The main limitations of our study are the small number of patients and the absence of control subjects. We excluded patients taking sleep-altering medications and EMG activities concurrent with respiratory arousals,19 which may have further limited bias in our study.

In our study, PD patients with higher ventricular CSF orexin levels exhibited larger numbers of RSWA epochs than did patients with lower orexin levels, suggesting that preserved orexin drive may be involved in loss of REM atonia. These results are congruent with experiments demonstrating that orexin neurons are strongly involved in muscle-tone control. Orexin neurons exert a facilitating influence on muscle tone, both directly via their projections on trigeminal motor neurons20 and spinal motor neurons21 and indirectly via the locus coeruleus neurons.22 Orexin injections into the locus coeruleus increase muscle tone23 and interrupt pedunculopontine nucleus-induced muscle atonia.24 However, regulation of muscle atonia relies on complex relationships and interactions between the orexin system, the locus coeruleus (in which orexin facilitates muscle activity), and the pontine inhibitory area (in which orexin inhibits muscle activity).

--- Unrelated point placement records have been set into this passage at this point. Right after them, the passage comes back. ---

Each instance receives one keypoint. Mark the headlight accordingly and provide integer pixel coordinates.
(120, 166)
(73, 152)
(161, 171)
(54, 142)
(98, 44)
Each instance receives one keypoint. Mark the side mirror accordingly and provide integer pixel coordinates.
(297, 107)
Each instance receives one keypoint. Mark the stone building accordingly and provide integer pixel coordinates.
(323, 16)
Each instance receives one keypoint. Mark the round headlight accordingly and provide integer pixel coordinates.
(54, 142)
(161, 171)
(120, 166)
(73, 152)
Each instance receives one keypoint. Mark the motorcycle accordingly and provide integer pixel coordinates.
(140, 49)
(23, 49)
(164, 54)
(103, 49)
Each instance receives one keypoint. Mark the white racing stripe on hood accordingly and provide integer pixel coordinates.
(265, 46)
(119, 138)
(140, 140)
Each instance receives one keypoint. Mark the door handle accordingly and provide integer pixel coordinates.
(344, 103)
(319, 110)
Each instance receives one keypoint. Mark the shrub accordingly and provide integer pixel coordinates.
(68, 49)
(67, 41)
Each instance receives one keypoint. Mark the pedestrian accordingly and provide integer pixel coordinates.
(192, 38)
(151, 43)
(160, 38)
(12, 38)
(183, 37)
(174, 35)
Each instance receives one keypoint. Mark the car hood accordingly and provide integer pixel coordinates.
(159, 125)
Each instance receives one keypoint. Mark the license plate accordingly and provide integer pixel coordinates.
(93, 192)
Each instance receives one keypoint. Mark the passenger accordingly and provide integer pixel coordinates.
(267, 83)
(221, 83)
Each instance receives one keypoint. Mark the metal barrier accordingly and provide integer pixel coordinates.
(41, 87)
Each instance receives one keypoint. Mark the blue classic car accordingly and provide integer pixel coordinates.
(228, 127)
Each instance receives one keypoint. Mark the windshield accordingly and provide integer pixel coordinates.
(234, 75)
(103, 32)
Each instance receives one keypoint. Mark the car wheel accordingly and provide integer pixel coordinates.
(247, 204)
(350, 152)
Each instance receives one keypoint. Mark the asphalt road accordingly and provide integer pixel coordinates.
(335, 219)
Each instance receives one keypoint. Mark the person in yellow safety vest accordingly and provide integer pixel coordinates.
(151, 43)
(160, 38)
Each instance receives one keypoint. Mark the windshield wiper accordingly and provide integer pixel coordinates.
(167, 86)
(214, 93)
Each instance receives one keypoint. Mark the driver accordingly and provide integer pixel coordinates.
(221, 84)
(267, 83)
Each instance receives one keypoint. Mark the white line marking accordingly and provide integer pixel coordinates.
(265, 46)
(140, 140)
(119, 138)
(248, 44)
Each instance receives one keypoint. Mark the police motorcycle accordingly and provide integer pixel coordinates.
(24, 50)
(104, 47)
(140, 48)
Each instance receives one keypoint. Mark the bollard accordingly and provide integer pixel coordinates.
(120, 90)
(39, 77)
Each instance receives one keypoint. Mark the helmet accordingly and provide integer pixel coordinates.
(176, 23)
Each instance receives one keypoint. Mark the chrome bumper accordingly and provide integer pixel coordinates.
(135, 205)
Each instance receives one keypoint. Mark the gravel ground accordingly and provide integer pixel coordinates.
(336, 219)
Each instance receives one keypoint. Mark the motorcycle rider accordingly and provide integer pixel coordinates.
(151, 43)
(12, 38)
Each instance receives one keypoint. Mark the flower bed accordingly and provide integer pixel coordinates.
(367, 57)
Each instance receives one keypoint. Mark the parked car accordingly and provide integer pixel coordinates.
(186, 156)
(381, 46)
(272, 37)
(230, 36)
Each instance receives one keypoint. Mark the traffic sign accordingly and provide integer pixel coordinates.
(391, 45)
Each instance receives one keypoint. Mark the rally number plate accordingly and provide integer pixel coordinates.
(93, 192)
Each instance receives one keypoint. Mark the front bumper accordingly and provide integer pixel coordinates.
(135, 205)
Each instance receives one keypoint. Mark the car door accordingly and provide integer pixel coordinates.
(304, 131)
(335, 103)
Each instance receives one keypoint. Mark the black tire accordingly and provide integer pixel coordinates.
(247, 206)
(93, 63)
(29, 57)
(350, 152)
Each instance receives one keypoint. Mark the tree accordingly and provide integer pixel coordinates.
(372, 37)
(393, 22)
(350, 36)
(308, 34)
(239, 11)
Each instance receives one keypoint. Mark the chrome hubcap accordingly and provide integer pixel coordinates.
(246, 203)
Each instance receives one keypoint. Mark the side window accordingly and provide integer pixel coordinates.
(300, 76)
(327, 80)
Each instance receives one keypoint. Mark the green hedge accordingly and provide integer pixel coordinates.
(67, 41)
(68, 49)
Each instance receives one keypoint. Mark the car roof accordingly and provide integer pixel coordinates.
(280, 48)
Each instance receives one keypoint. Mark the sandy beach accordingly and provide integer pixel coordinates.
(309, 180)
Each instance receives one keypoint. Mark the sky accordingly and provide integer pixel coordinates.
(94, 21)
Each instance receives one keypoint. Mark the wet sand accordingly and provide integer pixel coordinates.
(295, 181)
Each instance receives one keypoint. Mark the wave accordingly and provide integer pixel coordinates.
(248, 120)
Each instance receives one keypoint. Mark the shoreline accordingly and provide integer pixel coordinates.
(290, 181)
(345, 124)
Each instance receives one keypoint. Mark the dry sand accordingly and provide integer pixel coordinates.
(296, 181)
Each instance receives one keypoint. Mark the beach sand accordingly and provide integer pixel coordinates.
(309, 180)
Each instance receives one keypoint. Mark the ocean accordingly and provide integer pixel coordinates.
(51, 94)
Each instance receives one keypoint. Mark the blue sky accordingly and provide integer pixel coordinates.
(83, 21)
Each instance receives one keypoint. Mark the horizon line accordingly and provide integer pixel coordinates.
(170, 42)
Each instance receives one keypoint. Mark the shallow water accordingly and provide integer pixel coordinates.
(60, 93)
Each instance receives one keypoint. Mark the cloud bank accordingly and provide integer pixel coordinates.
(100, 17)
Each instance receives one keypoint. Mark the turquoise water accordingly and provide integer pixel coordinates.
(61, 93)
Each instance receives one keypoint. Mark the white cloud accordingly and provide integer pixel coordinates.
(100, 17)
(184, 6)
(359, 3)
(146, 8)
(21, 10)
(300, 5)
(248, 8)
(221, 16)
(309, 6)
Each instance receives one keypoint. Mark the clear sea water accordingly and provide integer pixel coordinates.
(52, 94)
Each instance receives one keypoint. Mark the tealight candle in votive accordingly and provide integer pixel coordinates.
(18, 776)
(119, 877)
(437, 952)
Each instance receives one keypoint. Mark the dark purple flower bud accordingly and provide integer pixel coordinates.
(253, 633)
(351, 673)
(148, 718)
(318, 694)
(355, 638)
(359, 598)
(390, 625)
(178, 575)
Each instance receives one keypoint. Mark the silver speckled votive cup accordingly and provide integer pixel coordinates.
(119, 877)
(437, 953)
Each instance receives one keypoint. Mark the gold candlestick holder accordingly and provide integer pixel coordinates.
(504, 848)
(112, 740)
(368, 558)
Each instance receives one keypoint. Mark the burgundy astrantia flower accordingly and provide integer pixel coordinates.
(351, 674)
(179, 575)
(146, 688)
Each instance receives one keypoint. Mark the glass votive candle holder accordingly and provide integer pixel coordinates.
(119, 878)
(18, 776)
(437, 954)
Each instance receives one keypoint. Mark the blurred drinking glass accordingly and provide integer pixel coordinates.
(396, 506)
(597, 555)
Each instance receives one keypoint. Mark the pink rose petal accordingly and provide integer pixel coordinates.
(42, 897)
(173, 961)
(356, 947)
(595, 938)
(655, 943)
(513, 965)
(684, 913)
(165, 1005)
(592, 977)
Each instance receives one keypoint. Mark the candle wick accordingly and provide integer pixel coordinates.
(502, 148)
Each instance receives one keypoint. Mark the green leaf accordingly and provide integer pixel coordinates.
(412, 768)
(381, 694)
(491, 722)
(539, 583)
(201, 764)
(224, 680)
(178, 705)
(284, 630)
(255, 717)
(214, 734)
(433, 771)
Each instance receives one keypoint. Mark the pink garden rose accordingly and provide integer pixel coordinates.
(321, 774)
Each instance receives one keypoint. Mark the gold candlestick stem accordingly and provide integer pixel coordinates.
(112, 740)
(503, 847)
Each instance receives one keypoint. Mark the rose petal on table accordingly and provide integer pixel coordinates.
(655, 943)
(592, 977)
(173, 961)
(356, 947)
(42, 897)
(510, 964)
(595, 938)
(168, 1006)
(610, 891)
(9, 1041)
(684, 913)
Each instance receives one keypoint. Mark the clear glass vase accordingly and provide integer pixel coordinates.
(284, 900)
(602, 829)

Our results contrast with those obtained in narcolepsy-cataplexy, in which orexin levels negatively correlated with RSWA.25 However, narcolepsy-cataplexy and PD are two different diseases, and the process leading to orexinergic neuron loss is likely different. Orexin neurons are the primary target of an acute and specific neuronal aggression in narcolepsy, leading to a 90% reduction in the orexin neuron pool.26 In contrast, PD is a chronic, slowly progressive neurodegenerative disease, affecting primarily dopaminergic neurons, with a process not fully understood, leading to partial (23%–60%) orexin neuron loss.10 As an illustration, no cataplexy has been reported in PD patients, even in patients with undetectable orexin levels.8,12

Our results are also in contrast with a recent study that found similar orexin lumbar levels in five RBD patients.27 However, these patients had idiopathic RBD and no sign of PD.

Conclusion

The loss of REM atonia in patients with higher orexin levels illustrates the complexity of the symptoms induced by altered orexin neurotransmission in PD.28 Experimental trials of orexin antagonists could be of interest in the transgenic mouse model of RSWA.